А дальше, по словам Остапа Васильевича, произошло следующее. Он сдал на базу из своего личного резерва 75 тонн лома и принес завхозу приемо-сдаточный акт, в котором констатировалось, что школа № 39 выполнила установленный ей план и сдала нужное количество металлического лома высокого качества. За это школе выплачено вознаграждение, согласно государственным расценкам из расчета 251 руб. за тонну – всего 18 825 руб. Тут же Остап Васильевич вручил завхозу 12 тысяч рублей. Остальное оставил себе на транспортные расходы, оплату грузчиков и т. д. и т. п.

– И знаете, друзья мои, директор школы от радости был на седьмом небе. Он жал мне руки и с благодарностью повторял: «Ну, спасибо же вам, спасибо, выручили. И план выполнен, и деньги точно с неба да прямо на стол». В тот же день директор отправился в магазин музыкальных инструментов и привез в школу новенькое пианино.

– Вот, друзья мои, как надо действовать! – эффектно воскликнул Крышкин, прищелкнув пальцем, и взялся за бутылочку с шампанским.

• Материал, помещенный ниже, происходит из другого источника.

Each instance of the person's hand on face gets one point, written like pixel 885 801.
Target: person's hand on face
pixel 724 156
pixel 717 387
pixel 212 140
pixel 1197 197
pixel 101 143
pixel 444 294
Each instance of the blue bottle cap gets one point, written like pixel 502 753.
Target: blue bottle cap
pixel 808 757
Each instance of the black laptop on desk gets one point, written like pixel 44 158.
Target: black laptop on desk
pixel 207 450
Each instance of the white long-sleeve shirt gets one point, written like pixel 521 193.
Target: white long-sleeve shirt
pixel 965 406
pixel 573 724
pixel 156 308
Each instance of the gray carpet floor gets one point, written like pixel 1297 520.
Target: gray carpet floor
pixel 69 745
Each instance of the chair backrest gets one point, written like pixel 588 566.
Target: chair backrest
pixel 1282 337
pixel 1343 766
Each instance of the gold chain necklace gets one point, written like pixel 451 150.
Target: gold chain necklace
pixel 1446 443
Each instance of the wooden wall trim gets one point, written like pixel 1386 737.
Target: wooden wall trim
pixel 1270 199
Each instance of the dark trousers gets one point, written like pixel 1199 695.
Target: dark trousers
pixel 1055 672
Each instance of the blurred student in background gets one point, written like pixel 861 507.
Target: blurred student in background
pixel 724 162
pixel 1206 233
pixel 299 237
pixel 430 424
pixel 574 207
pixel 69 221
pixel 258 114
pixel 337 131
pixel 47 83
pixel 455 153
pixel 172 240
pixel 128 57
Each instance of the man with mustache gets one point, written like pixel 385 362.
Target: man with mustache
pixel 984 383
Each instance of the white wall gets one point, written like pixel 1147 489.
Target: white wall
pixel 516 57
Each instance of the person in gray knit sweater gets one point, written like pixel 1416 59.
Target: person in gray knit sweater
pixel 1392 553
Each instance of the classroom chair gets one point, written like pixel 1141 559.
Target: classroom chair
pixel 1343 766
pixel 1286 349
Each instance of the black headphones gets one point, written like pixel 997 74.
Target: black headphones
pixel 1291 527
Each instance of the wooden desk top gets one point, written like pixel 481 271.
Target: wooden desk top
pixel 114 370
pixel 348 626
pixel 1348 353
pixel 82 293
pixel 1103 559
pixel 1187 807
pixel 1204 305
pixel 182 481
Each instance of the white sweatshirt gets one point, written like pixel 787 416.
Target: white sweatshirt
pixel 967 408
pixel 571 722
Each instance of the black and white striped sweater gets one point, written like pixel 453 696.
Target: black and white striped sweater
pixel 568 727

Теперь глаза сидевших вокруг стола уже не горели, а пылали яркими кострами. В них была и зависть, и восхищение, и восторг. Да, теперь эти маститые представители славной системы начинали понимать, что под ногами у них повсюду поистине золотое дно. Надо только не лениться, почаще нагибаться и, если не грести лопатой, то брать хотя бы пригоршнями всё то, по чему они до сих пор ходили. Каждый в эти минуты вспоминал, сколько в городе таких школ, институтов, больниц, контор, которые нуждаются в помощи. Планы-то по сбору и сдаче лома даются с закрытыми глазами. Есть у тебя лом или нет – какая разница, тут важно выполнить патриотический долг. А кто из утильщиков не может в этом помочь! Им-то, мастерам своего дела, хорошо известно, где и какие отходы лежат. Иное домоуправление или стройка спасибо скажут, если очистишь их территорию от всякого металлического хлама. Еще и транспорт дадут. Погрузить помогут. Только бери! Создавай себе резервы. Ох, какой же умница этот Остап Васильевич! Только один Барабан, казалось, не был затронут общим чувством. Его глаза отдавали тусклым винным блеском, а не охватившей всю компанию страстью.